Combined Machine Learning for Stock Selection Strategy Based on Dynamic Weighting Methods

Introduction

The research paper "Combined machine learning for stock selection strategy based on dynamic weighting methods" (2508.18592) introduces a sophisticated framework for stock selection grounded in the synthesis of machine learning algorithms. It addresses the growing complexity in quantitative finance by combining machine learning strategies to enhance predictive accuracy and return performance. The paper's primary innovation lies in the use of two novel weighting methods—static and dynamic—applied to three machine learning models: Ridge Regression, Multilayer Perceptron (MLP), and Random Forest. The dynamic method, based on Information Coefficients (IC), particularly showcases competitive enhancement over traditional evaluation metric-based weighting.

Methodology

Static Weighting

The first portion of the methodology involves static weighting based on conventional model evaluation metrics such as RMSE, MAPE, precision, recall, and F1-score. Here, the model with superior performance on these metrics commands a greater weight in the ensemble. Though useful for error reduction, these metrics lack the ability to predict directionality in stock price movements effectively.

Dynamic Weighting

The dynamic weighting approach constitutes the core innovation of this work. It leverages Information Coefficients (IC), a measure of correlation between predicted and actual returns, thereby integrating direction and magnitude in prediction assessments. The IC is computed using the Spearman correlation, which aptly handles outlier influences, making this method robust under fluctuating market conditions. Two schemes are devised:

  1. IC Mean: This scheme calculates a moving average of IC values over a specified window, offering a real-time adjustment to model weights based on historical predictive performance.
  2. IC Ratio: This scheme modifies the IC Mean with its standard deviation, ensuring weight stability in the face of predictive performance volatility.

Results

Empirical analyses conducted using the CSI 300 index data demonstrate significant advantages of the dynamic IC-based weighting over static metrics. The strong performance metrics include:

  • The strategy return under ICMeanIC_{Mean} weighting is notably 39.09%, a striking enhancement compared to single models or static metric combinations.
  • Sharpe ratios indicate improved risk-adjusted returns, substantially exceeding those derived from conventional single-model methods.

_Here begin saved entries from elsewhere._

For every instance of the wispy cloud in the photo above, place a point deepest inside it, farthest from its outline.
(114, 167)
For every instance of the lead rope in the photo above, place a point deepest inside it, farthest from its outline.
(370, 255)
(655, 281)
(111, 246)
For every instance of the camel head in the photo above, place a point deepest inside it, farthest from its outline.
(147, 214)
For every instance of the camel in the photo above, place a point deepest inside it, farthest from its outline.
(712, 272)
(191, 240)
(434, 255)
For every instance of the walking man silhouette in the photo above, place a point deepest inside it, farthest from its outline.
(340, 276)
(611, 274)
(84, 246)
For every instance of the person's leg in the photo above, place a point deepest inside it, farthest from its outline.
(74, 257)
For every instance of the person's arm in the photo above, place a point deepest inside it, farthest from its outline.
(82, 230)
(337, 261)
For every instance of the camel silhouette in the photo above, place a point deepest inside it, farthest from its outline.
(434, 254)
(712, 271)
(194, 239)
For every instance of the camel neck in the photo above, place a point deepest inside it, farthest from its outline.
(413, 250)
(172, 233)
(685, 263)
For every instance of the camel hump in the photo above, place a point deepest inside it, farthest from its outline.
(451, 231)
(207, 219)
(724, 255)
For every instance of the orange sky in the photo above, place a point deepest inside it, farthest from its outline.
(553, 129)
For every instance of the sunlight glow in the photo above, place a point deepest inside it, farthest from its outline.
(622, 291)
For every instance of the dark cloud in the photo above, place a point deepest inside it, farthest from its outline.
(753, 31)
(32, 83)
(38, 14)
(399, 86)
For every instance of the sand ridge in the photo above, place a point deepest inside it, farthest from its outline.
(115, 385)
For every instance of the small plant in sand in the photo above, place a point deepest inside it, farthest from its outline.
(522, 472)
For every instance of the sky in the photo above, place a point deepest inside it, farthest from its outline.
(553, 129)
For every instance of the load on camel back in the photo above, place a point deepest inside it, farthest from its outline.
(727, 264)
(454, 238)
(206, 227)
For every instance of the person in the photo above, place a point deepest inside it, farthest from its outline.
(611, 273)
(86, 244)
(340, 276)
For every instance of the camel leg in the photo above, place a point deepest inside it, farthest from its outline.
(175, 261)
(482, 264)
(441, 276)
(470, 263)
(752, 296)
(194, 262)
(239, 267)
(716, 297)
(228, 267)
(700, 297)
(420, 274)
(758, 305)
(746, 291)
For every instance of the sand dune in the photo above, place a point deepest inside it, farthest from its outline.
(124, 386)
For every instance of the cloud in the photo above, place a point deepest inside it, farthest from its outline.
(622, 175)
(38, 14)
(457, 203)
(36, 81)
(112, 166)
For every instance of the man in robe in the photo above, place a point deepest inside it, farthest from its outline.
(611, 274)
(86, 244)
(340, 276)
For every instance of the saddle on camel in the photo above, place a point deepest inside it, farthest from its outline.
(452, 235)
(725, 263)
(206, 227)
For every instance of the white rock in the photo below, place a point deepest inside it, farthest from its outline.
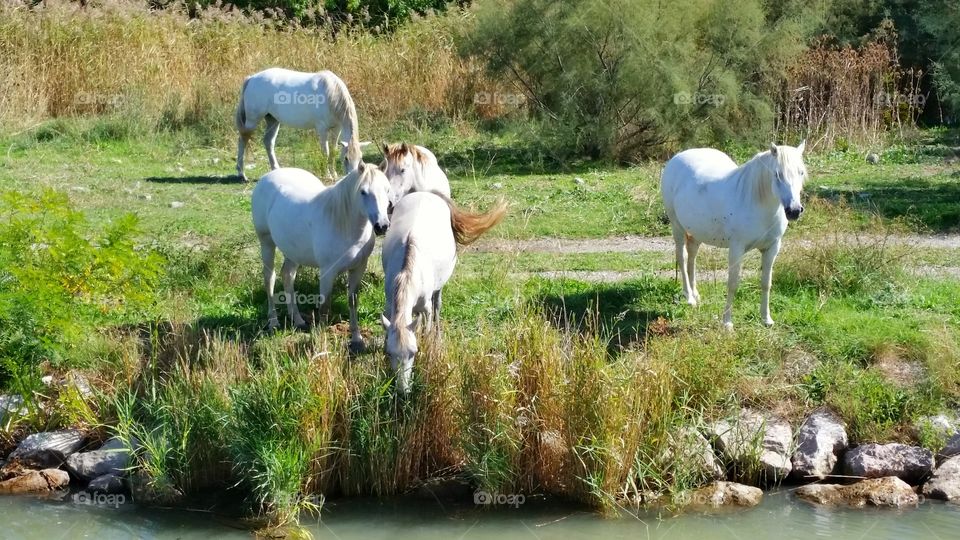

Factor screening, performed using Lasso regression, further optimizes predictive accuracy by eliminating redundant or ineffective factors, enhancing speed and adaptability in model execution.

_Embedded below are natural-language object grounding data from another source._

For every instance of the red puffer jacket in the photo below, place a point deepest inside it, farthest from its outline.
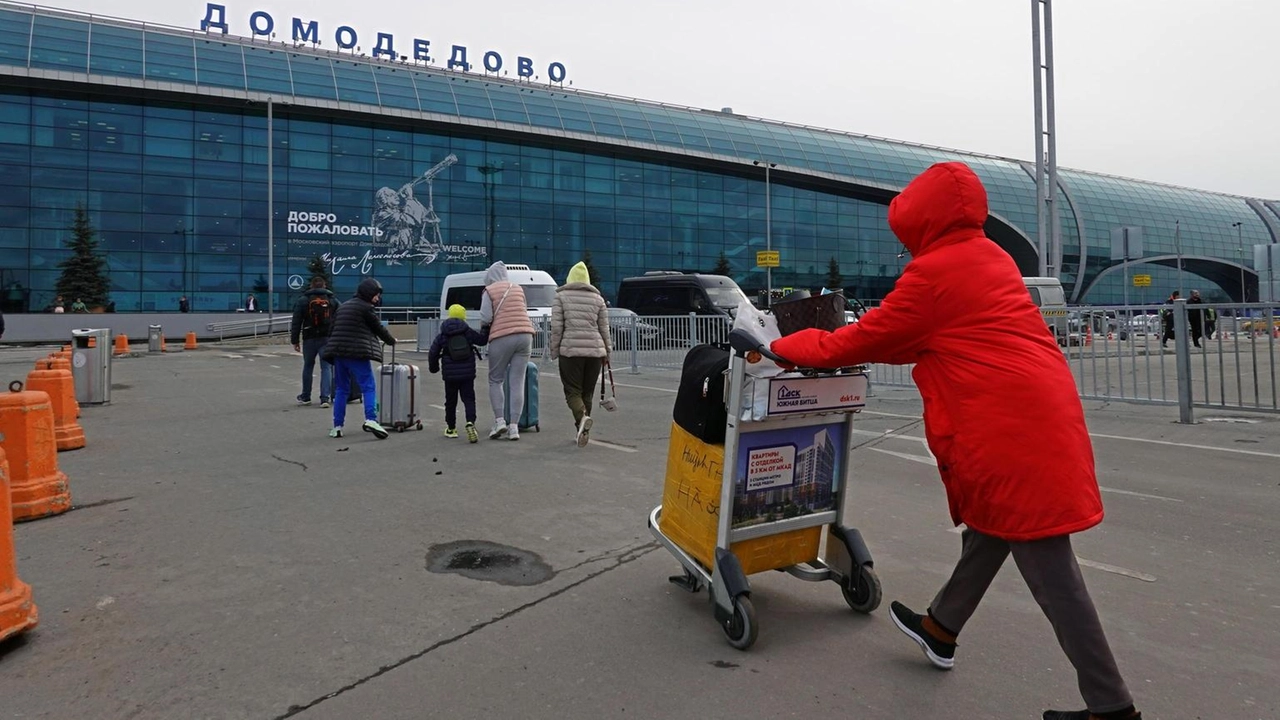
(1001, 411)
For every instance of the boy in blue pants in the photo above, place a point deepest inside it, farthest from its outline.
(352, 346)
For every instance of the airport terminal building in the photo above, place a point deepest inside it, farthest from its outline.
(408, 169)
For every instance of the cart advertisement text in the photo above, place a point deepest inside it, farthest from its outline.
(771, 466)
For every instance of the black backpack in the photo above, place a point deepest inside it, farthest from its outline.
(319, 311)
(458, 347)
(700, 397)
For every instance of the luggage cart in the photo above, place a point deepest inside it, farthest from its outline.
(800, 404)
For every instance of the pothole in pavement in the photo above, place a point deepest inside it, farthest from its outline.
(494, 563)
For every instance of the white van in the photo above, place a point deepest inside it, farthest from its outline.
(467, 290)
(1048, 296)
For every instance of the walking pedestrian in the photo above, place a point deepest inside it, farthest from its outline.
(511, 341)
(352, 345)
(1196, 317)
(309, 331)
(455, 347)
(580, 341)
(1013, 447)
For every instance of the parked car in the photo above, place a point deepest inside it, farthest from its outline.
(648, 336)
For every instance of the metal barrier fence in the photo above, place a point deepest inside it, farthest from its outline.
(1219, 356)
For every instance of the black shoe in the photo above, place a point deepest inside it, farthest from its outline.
(940, 654)
(1077, 715)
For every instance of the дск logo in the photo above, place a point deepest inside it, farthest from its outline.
(789, 397)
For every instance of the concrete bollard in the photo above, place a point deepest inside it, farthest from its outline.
(63, 364)
(60, 387)
(37, 487)
(17, 611)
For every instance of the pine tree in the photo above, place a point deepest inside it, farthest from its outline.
(833, 279)
(722, 267)
(85, 272)
(318, 268)
(590, 269)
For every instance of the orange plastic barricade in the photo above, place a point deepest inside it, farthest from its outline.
(37, 487)
(62, 392)
(17, 611)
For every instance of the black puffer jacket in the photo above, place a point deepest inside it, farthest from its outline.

Implications and Future Directions

The implications of this work extend beyond quantitative finance into other applied domains such as healthcare analytics and macroeconomic forecasting, highlighting the importance of adaptive model strategies in dynamically evolving environments. Future research can explore advanced deep learning architectures, such as Transformer models and LSTM networks, to refine temporal modeling capabilities. Additionally, interpretability-focused techniques such as SHAP or LIME can be integrated to better elucidate model decision processes and feature relevancies.

Conclusion

The combination of machine learning for stock selection with dynamic weighting methods presents a significant progression in quantitative finance. The paper contributes by addressing traditional model limitations through innovative use of Information Coefficient-based dynamic weighting, resulting in superior predictive accuracy and robust return profiles. This strategy not only exemplifies effective algorithmic integration but also provides a scalable framework applicable across diverse predictive environments.